Re: [net-next 0/3] Per epoll context busy poll support

Joe Damato <jdamato@xxxxxxxxxx> · Fri, 2 Feb 2024 11:33:33 -0800

On Fri, Feb 02, 2024 at 10:22:39AM -0800, Jakub Kicinski wrote:
> On Fri, 2 Feb 2024 11:23:28 -0600 Samudrala, Sridhar wrote:
> > > I know I am replying to a stale thread on the patches I've submit (there is
> > > a v5 now [1]), but I just looked at your message - sorry I didn't reply
> > > sooner.
> > > 
> > > The per-queue and per-napi netlink APIs look extremely useful, thanks for
> > > pointing this out.
> > > 
> > > In my development tree, I had added SIOCGIFNAME_BY_NAPI_ID which works
> > > similar to SIOCGIFNAME: it takes a NAPI ID and returns the IF name. This is
> > > useful on machines with multiple NICs where each NIC could be located in
> > > one of many different NUMA zones.
> > > 
> > > The idea was that apps would use SO_INCOMING_NAPI_ID, distribute the NAPI
> > > ID to a worker thread which could then use SIOCGIFNAME_BY_NAPI_ID to
> > > compute which NIC the connection came in on. The app would then (via
> > > configuration) know where to pin that worker thread; ideally somewhere NUMA
> > > local to the NIC.
> > > 
> > > I had assumed that such a change would be rejected, but I figured I'd send
> > > an RFC for it after the per epoll context stuff was done and see if anyone
> > > thought SIOCGIFNAME_BY_NAPI_ID would be useful for them, as well.  
> > 
> > I think you should be able to get this functionality via the netdev-genl 
> > API to get napi parameters. It returns ifindex as one of the parameters 
> > and you should able to get the name from ifindex.
> > 
> > $ ./cli.py --spec netdev.yaml --do napi-get --json='{"id": 593}'
> > {'id': 593, 'ifindex': 12, 'irq': 291, 'pid': 3727}
> 
> FWIW we also have a C library to access those. Out of curiosity what's
> the programming language you'd use in user space, Joe?
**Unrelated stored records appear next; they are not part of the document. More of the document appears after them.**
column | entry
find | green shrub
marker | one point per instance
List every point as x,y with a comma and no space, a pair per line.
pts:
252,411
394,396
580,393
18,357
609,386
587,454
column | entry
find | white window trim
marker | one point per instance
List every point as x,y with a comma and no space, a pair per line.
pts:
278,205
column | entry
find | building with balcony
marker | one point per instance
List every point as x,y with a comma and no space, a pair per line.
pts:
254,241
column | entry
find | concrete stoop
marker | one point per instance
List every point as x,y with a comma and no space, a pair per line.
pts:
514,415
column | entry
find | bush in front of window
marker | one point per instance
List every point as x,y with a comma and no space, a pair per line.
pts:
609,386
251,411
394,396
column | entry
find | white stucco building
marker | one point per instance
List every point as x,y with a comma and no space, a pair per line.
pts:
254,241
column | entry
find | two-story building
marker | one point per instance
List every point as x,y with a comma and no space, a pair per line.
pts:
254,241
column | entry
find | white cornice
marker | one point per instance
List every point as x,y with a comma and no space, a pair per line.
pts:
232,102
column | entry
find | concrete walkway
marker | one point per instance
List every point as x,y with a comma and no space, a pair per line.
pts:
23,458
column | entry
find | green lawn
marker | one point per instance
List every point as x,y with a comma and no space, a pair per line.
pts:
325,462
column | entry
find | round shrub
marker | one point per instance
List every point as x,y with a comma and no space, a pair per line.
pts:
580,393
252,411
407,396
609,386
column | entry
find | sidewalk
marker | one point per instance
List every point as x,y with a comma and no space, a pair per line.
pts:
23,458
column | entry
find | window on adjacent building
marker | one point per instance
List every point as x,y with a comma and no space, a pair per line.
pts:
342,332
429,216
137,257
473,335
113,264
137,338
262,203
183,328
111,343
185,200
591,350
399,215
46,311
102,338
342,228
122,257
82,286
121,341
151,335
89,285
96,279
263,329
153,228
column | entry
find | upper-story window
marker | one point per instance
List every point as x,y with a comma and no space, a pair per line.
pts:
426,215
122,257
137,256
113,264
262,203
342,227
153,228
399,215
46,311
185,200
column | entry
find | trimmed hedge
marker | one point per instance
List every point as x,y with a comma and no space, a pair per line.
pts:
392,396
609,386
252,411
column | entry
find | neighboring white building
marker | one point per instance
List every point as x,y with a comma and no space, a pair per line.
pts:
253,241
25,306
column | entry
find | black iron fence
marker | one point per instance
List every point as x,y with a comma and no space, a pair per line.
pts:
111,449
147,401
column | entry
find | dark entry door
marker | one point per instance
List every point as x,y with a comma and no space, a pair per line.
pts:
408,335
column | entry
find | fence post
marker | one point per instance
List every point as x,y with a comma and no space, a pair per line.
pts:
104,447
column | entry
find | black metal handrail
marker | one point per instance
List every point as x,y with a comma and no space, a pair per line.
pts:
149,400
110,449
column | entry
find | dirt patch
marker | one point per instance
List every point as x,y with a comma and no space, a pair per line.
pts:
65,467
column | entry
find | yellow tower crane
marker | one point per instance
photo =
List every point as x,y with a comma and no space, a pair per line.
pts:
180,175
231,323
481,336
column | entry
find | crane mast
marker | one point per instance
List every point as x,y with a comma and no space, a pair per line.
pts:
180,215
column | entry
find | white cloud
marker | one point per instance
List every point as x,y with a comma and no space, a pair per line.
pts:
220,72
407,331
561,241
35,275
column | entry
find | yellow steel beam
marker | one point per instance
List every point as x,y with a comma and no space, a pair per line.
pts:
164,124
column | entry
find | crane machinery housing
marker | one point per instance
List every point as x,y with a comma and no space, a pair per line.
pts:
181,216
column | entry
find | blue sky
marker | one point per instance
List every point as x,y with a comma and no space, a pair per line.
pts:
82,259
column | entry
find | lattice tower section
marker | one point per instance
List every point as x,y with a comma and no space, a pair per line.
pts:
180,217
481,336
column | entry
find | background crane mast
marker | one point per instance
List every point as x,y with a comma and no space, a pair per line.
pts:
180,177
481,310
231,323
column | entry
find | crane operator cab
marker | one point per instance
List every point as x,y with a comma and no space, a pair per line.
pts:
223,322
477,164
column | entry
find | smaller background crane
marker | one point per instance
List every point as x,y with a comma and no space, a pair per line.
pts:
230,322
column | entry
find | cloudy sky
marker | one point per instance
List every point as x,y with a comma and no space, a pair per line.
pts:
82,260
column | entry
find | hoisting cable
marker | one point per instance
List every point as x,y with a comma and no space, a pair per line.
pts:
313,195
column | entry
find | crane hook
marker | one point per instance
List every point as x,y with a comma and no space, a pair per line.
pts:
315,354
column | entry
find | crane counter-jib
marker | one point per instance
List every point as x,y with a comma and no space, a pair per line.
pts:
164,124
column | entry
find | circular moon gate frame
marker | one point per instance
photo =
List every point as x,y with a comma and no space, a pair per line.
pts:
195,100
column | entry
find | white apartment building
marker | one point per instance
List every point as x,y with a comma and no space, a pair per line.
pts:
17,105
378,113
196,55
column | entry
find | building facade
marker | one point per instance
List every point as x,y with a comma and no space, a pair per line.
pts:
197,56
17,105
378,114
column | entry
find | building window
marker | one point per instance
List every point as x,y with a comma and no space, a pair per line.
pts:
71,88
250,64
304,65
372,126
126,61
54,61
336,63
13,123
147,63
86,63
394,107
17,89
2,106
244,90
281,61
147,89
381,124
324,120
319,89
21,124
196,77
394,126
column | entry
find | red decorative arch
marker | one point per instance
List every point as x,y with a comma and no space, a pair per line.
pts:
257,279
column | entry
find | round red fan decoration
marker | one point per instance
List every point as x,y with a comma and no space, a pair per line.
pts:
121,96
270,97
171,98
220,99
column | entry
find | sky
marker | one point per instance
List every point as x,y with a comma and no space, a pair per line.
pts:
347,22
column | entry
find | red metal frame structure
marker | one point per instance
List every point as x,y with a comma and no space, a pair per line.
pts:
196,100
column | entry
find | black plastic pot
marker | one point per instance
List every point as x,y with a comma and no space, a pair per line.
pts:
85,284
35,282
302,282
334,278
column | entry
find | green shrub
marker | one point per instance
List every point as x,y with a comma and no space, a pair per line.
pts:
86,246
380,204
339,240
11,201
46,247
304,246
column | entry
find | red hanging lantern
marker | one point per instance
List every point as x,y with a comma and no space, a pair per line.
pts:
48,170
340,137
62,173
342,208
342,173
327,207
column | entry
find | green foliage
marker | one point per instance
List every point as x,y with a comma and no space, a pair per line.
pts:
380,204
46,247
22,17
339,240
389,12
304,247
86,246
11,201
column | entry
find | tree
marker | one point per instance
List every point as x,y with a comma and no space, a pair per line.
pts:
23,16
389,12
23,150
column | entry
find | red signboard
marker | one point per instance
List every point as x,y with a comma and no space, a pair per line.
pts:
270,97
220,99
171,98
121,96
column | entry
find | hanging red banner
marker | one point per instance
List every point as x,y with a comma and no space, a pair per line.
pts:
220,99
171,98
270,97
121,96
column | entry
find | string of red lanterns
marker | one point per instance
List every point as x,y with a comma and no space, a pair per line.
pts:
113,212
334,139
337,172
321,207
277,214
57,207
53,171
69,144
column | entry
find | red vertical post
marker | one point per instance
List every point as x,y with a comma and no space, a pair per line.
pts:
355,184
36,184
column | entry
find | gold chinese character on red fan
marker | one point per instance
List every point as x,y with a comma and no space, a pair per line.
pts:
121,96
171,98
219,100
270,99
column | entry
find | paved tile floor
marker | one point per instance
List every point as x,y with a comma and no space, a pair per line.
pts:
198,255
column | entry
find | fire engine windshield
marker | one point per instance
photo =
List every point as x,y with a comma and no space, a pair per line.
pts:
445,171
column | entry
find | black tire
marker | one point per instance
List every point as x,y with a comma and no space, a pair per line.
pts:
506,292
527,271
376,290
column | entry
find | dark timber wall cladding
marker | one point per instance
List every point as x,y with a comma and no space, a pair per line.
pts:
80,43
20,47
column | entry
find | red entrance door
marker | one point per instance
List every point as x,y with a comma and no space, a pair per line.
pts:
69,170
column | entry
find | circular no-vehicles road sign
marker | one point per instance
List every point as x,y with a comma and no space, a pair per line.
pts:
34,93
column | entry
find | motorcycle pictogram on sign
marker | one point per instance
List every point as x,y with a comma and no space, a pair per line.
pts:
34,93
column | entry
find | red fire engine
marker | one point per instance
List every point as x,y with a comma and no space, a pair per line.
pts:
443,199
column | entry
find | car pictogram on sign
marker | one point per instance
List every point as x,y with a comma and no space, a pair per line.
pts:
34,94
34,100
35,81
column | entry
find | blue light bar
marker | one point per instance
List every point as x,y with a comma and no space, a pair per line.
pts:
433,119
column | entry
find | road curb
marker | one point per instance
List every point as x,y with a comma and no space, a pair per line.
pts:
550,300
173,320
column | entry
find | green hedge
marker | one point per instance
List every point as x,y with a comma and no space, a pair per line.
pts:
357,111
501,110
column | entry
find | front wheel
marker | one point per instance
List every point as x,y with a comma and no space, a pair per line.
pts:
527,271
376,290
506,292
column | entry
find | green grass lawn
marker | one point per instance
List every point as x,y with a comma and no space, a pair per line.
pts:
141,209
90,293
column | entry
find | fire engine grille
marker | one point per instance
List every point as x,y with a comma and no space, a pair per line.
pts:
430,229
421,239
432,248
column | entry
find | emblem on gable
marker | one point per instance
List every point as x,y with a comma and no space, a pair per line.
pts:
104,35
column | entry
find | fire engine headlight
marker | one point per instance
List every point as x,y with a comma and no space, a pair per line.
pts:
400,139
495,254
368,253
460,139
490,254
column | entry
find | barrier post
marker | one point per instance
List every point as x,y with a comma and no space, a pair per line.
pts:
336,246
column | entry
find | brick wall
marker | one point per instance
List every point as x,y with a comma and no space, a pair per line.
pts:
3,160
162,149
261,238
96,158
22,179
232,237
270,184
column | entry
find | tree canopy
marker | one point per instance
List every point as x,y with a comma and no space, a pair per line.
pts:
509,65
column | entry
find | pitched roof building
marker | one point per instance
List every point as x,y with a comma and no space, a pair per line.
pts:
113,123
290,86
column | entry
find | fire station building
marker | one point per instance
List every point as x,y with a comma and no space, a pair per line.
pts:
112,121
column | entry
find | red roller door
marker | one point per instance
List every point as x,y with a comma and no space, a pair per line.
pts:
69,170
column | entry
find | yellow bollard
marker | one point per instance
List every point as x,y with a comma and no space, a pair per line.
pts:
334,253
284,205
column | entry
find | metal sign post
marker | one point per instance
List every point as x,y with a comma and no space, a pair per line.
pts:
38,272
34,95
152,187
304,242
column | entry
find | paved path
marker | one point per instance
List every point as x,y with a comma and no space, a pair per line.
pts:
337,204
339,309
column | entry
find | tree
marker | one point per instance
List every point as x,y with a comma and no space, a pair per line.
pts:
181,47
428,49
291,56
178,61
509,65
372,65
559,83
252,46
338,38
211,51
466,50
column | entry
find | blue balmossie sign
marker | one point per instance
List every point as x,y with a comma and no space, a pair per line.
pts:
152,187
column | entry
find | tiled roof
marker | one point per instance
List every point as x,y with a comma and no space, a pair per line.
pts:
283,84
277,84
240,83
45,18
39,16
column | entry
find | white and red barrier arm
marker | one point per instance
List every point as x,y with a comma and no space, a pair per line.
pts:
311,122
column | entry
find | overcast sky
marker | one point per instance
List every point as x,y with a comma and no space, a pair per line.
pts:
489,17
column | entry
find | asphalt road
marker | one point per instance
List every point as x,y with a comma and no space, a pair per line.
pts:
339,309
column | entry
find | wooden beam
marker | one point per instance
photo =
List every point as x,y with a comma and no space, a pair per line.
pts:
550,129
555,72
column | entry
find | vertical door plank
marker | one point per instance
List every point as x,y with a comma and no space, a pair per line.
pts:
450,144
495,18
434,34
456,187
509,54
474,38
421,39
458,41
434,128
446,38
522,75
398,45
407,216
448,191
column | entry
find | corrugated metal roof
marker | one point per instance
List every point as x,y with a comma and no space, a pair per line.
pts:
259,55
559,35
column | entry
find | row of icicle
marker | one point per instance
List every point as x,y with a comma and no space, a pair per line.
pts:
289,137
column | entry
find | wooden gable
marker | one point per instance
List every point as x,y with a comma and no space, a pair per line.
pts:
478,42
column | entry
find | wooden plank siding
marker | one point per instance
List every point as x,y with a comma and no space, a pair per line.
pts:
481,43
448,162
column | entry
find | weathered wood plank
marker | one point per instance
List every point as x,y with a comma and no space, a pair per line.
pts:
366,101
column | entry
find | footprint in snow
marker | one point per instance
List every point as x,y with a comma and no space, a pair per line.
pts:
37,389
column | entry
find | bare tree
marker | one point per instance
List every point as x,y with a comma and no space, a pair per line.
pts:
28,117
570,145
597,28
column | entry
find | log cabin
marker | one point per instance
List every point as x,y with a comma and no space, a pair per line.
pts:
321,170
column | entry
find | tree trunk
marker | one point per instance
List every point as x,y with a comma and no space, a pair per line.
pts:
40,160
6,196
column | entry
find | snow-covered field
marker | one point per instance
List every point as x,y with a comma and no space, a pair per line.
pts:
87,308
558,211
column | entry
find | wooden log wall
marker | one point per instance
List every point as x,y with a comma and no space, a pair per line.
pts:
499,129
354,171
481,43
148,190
I am using C from user space. Curious what you think about
SIOCGIFNAME_BY_NAPI_ID, Jakub? I think it would be very useful, but not
sure if such an extension would be accepted. I can send an RFC, if you'd
like to take a look and consider it. I know you are busy and I don't want
to add too much noise to the list if I can help it :)

Here's a brief description of what I'm doing, which others might find
helpful:

1. Machine has multiple NICs. Each NIC has 1 queue per busy poll app
thread, plus a few extra queues for other non busy poll usage.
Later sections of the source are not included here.